Eyes play a major role in the film, from the key shot of Chris’s face seen in the movie to Chris’s photography to the planned transplant to “get your eyes, man”. The film asks us to see out through the eyes of the ensnared, to feel the terror of being trapped. Where the Walking Dead teaches us a thousand ways to kill a zombie, Get Out brings us to the sunken place where the zombies get stuck. We see Chris stabbed with the pain of his lost mother, falling, silenced. This is black pain separated from any of the usual stereotypical symbols of black pain like a crack pipe, gang flag or welfare check. This is a place where Chis suffers with his humanity intact, wanting not brains (he has plenty of those) but freedom.

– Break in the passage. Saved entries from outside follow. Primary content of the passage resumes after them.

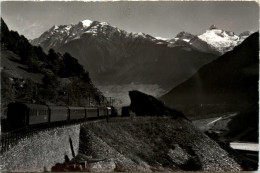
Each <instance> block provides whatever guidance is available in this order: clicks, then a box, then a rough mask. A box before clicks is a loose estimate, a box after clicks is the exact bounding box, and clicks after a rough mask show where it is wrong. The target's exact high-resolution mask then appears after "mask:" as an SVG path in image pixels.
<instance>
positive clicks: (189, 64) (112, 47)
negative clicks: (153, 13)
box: [32, 20, 217, 90]
mask: <svg viewBox="0 0 260 173" xmlns="http://www.w3.org/2000/svg"><path fill="white" fill-rule="evenodd" d="M32 43H33V44H34V45H40V46H42V47H43V50H45V51H46V50H48V49H49V48H53V49H54V50H56V51H57V52H61V53H64V52H65V51H66V52H69V53H70V54H71V55H72V56H74V57H76V58H77V59H78V61H79V62H80V63H81V64H82V65H83V66H84V67H85V68H86V69H88V71H89V73H90V75H91V76H92V79H93V82H94V83H95V84H97V85H122V84H131V83H134V84H157V85H160V87H161V88H162V89H164V90H168V89H171V87H172V86H176V85H177V84H179V83H181V82H183V80H185V79H187V78H188V77H190V76H191V75H192V74H194V73H195V72H196V71H197V69H198V68H200V67H201V66H202V65H204V64H206V63H208V62H210V61H212V60H213V59H215V58H217V56H216V55H213V54H210V53H207V52H206V53H205V52H201V51H198V50H193V49H191V48H190V47H185V46H174V47H170V46H168V44H169V42H168V41H167V40H161V39H158V38H155V37H153V36H150V35H148V34H144V33H130V32H127V31H124V30H122V29H120V28H117V27H115V26H111V25H110V24H108V23H106V22H98V21H90V20H85V21H81V22H79V23H78V24H74V25H72V24H71V25H60V26H54V27H52V28H50V29H49V30H48V31H46V32H44V33H43V34H42V35H41V36H40V37H39V38H36V39H34V40H33V41H32ZM183 67H185V68H183Z"/></svg>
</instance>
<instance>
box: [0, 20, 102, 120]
mask: <svg viewBox="0 0 260 173" xmlns="http://www.w3.org/2000/svg"><path fill="white" fill-rule="evenodd" d="M90 100H91V103H90ZM10 102H28V103H40V104H55V105H72V106H81V105H88V104H105V103H106V100H105V98H104V96H103V95H102V94H101V93H100V91H99V90H98V89H97V88H96V87H95V86H94V85H93V84H92V81H91V79H90V77H89V74H88V72H87V71H85V69H84V68H83V67H82V65H80V64H79V63H78V61H77V60H76V59H75V58H74V57H72V56H71V55H70V54H68V53H64V54H63V55H61V54H59V53H56V52H55V51H54V50H49V51H48V54H45V53H44V52H43V50H42V49H41V47H38V46H32V45H31V44H30V43H29V41H28V40H27V39H26V38H25V37H24V36H22V35H19V34H18V33H17V32H15V31H10V30H9V29H8V27H7V25H6V24H5V22H4V21H3V19H1V115H2V116H1V117H2V118H4V116H5V114H6V108H7V107H6V106H7V104H8V103H10Z"/></svg>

What is it to fall into a zombie state and witness your own brutalization? Like having them love your body, but not you. Like watching others being rewarded for what you are penalized for. Like working yourself to death for minimum wage while being blocked from having any of the accouterments of your own labor and being blamed for wanting Jordans. Like having to choose when to speak up because you are just. so. fucking. tired. Like police videos. Like when there are so many police videos that you stop seeing them. Like protesters being pepper sprayed. Like watching the Clan take the White House.
Get Out makes black pain, as conceived of and acted by black people, visible. Far from the sunken place, the film gives voice here in the real world to the complex nuanced nature of racism in2017. It gives viewers of every race a story that requires them to empathize with black pain–which is too often abstracted to sell records, clothes or policies. The vast majority of movies and TV shows frame blackness as a problem to be quashed by white supremacy. The few films that cast blacks as innocent victims frequently require that whites still be the heroes. This film gives us neither slaves nor gangbangers and in their absence, we get a lens into a more authentic, relatable and human understanding of race and racism. If we are ever to evolve past systems of privilege we must first make them visible.
In the end, Chirs’s woke friend Rod is the only hero that can save him, and he’s got plenty of lessons for us to remember. If you wait on the state to save you, you’re in trouble but when the ensnared work together, they can get free. Rod’s concerns at first seem overblown, but he trusted his own understanding of racism even when others denied it. You’ve got to refuse to ignore evidence that supports what you know to be true. Rod gave a shit, and not just because he was dogsitting. Commitment to your brothers and sisters is key. We too, have to keep looking. It’s too easy to hear the clink of white supremacy and feel ourselves falling into the sunken place. Stay woke.